Eye cancer, a tumour on the eyelid or eyeball, is the most common form of cancer in cattle, and in the early stages, can be misidentified as pink-eye.
These cancers are most commonly seen in Hereford or Poll Hereford cattle or white-faced Friesians and occur because of life-long exposure to sunlight.
Eye cancers may cause losses for producers due to condemnation at the abattoir and loss of potential production of affected stock.
The severity of eye cancers can be reduced by the early identification of growths and prompt action by either seeking veterinary treatment or culling. The incidence can be reduced by genetic selection.

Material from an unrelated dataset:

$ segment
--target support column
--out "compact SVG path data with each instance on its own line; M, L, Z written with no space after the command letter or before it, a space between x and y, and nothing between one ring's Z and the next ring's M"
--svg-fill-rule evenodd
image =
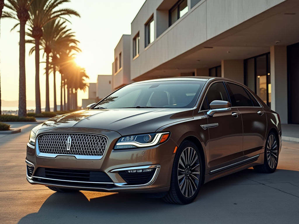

The course of action that should be followed depends largely upon the size and severity of the cancer. Small eye cancers may be readily cured by prompt veterinary treatment.
However, if the owner elects to cull the affected animal, the following guidelines should be used:
- If the cancer is smaller than a five-cent piece, clean, and not flyblown, the animal can be sold through a saleyard for slaughter only.
- If the cancer is sized between a five and 20-cent piece, clean, and not flyblown, the animal can be sold directly to an abattoir only.
- If the cancer is bleeding, infected, flyblown or larger than a 20-cent piece, the animal should be immediately disposed of on-farm or via a knackery. Owners who fail to take reasonable action to prevent suffering may be considered for prosecution under the Prevention of Cruelty to Animals Act.